„Parkour“ – seinen Weg selbst wählen

Parkour nennt man die kunstvolle Art der effizienten Fortbewegung ohne weitere Hilfsmittel. Der Ausübende wird „Traceur“ genannt (französisch: „der den Weg ebnet“). Ziel ist es, sich so effizient wie nur möglich von einem Punkt zum anderen fortzubewegen und dabei verschiedene Hindernisse zu überwinden. Unter Einschätzung des eigenen Körperpotentials sucht sich der Traceur seine eigenen Wege durch die Umgebung.

Zu den Hauptmerkmalen des Parkour zählt:

– sportliche Betätigung (Beweglichkeit, Kraft, Präzision und Ausdauer)
– Einschätzung des eigenen Körperpotentials
– sich mit seiner Umgebung auseinandersetzen
– Hindernisse und Grenzen überwinden

Showeffekte? Nein, Bewegung steht im Vordergrund!

Parkour ist weder eine Extrem- noch eine Trendsportart, es ist viel­mehr eine sportliche Schu­lung für Kör­per und Geist. Diese wirkt sich auch positiv auf die Sichtweisen des Lebens aus.
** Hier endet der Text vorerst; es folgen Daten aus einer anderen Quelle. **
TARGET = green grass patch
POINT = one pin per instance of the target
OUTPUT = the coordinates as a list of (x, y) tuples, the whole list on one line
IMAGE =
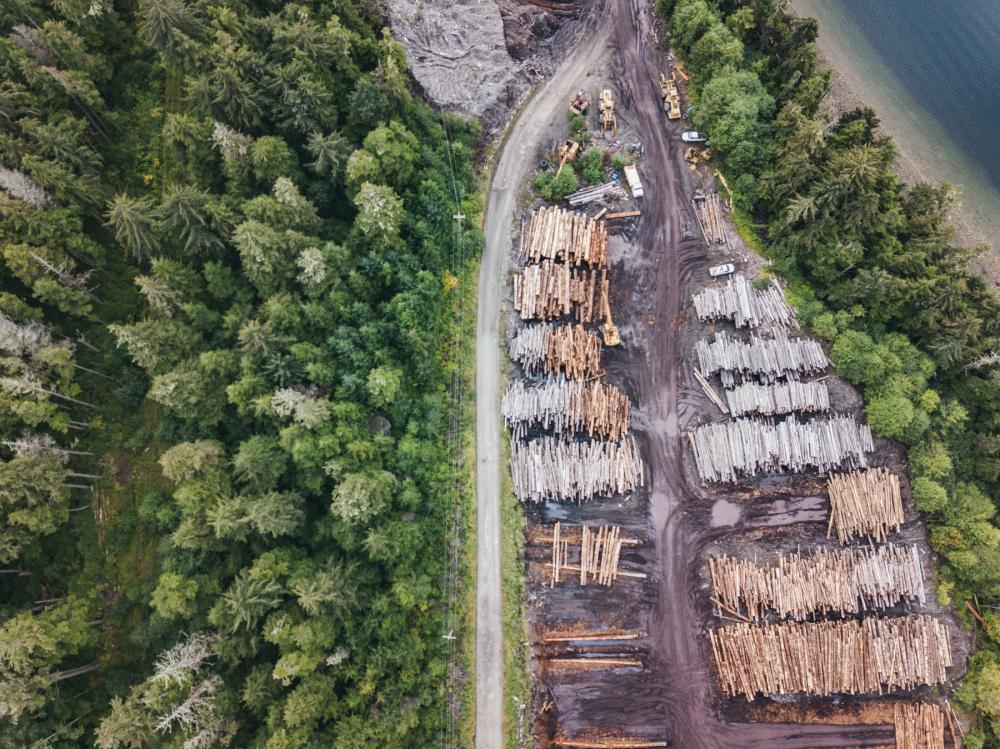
[(517, 674)]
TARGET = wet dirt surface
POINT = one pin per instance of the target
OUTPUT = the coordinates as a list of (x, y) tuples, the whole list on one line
[(656, 264)]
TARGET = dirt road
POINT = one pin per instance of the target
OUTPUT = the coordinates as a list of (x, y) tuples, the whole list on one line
[(515, 163)]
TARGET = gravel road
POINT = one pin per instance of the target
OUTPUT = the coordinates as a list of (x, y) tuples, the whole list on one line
[(515, 162)]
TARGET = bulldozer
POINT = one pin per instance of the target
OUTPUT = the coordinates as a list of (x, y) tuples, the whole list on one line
[(696, 156), (671, 98), (607, 107), (611, 335), (579, 104)]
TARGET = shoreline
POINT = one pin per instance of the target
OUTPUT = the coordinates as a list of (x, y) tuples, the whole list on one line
[(848, 90)]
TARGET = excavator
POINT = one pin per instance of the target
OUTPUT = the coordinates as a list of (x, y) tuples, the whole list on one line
[(611, 335)]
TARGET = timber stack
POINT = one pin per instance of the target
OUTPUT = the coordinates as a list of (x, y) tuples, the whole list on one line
[(873, 655), (708, 211), (745, 305), (568, 407), (770, 400), (549, 290), (745, 447), (549, 468), (848, 581), (767, 359), (570, 237), (865, 503), (598, 557), (569, 350), (919, 726)]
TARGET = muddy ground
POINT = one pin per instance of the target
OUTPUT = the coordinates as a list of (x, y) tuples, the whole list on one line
[(657, 262)]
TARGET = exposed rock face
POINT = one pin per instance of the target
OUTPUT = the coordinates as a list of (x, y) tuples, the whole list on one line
[(458, 54)]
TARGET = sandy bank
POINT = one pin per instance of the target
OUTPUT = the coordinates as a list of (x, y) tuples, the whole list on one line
[(860, 78)]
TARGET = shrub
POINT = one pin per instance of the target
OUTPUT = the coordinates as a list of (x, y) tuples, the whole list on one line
[(591, 166)]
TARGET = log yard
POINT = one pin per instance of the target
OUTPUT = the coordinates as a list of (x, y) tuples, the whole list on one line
[(717, 550)]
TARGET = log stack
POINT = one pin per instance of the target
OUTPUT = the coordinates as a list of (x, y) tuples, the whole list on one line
[(745, 305), (752, 399), (549, 291), (864, 503), (766, 359), (919, 726), (551, 469), (568, 407), (745, 447), (599, 553), (708, 211), (554, 233), (874, 655), (849, 581), (570, 350)]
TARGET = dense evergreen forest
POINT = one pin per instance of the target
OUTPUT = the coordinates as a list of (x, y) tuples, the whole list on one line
[(872, 267), (228, 275)]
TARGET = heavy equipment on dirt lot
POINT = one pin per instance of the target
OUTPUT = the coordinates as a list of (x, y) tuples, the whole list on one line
[(611, 335), (607, 107), (671, 97)]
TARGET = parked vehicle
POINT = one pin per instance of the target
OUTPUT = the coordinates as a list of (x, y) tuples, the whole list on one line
[(632, 177)]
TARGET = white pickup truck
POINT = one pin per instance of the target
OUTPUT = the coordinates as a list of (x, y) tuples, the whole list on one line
[(632, 177)]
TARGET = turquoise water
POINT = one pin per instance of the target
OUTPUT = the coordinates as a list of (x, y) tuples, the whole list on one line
[(947, 54), (931, 69)]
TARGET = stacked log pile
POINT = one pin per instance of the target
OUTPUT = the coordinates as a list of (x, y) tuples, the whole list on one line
[(568, 407), (919, 726), (549, 290), (864, 503), (570, 350), (729, 449), (599, 553), (551, 469), (571, 237), (765, 358), (848, 581), (825, 658), (771, 400), (746, 306), (708, 211)]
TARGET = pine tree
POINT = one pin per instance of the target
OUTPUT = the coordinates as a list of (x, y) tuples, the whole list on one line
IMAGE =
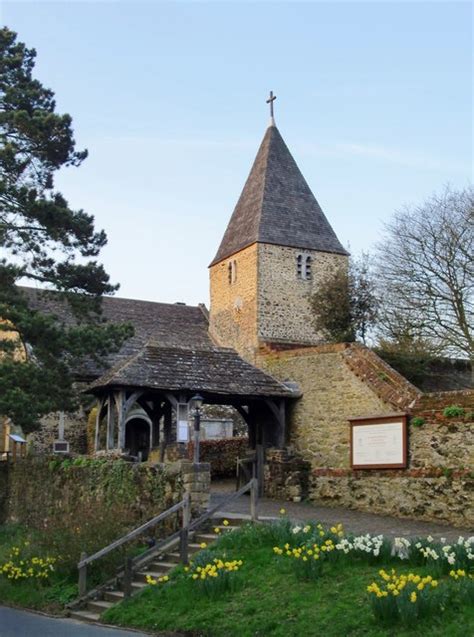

Die akrobatischen Einlagen, welche man häufig in Filmen oder auf YouTube sieht, werden nur dann eingesetzt, wenn beispielsweise Hindernisse zu überwinden sind und nicht der Akrobatik wegen. Die hohen Sprünge von Haus zu Haus oder von einem Dach auf eine zwei Meter entfernte Mauer sind keine Grundelemente des Parkour. Diese sollten nur von erfahrenen Läufern ausgeführt werden.

David Belle und die „Méthode Naturelle“

Die Kunst der Fortbewegung gibt es eigentlich schon seit Anbeginn der Menschheit, denn schon immer war es wichtig sich schnell und sicher fortzubewegen. Egal ob Flucht oder Jagd, unser Körper musste auch in der Urzeit Schnelligkeit, Ausdauer und Balance unter Beweis stellen.

Die „Méthode Naturelle“ wurde vom Franzosen Georges Hebert entwickelt. Sie gilt als Vorgänger des Parkour. Es handelt sich dabei um ein körperliches und geistiges Training, bei der man den Körper in unterschiedlichen Disziplinen in der Natur trainiert.

Seinen Ursprung hat Parkour allerdings in den Wäldern der Normandie, in Frankreich. Erfunden wurde es vom Franzosen David Belle, welcher beispielsweise im Film „Ghetto Gangs“ die Hauptrolle spielte. Noch in jungen Jahren beherrschte Belle die „Méthode Naturelle“ und entwickelte diese zum Parkour weiter.

Wie gefährlich ist Parkour?

Parkour ist nur so gefährlich, wie man es sich macht. Um einen schwierigen Parkour zu absolvieren, bedarf es jedoch jahrelanger Erfahrung und diszipliniertem Training. Es kann natürlich zu Verletzungen kommen, allerdings nur dann, wenn man seine Fähigkeiten überschätzt. Deshalb gilt: wer Zweifel an seinem Potential hat, sollte den ein oder anderen Sprung besser auslassen.

Wo wird „parkouriert“?

Rennen über Hausdächer, balancieren und springen über Mauern und Bänke und was sich sonst so in den Weg stellt. Für gewöhnlich läuft man jedoch durch die Stadtwege. Egal ob in urbanem oder in natürlichem Umfeld, Hindernisse stehen dem Traceur überall bereit.

Bin ich ein „Traceur“?

Alter oder Geschlecht spielen keine Rolle – jeder darf es ausprobieren und praktizieren. Es werden zwar keine besonderen Ansprüche an die Fitness gestellt, jedoch sollte man vor einem Parkour ausreichend trainieren.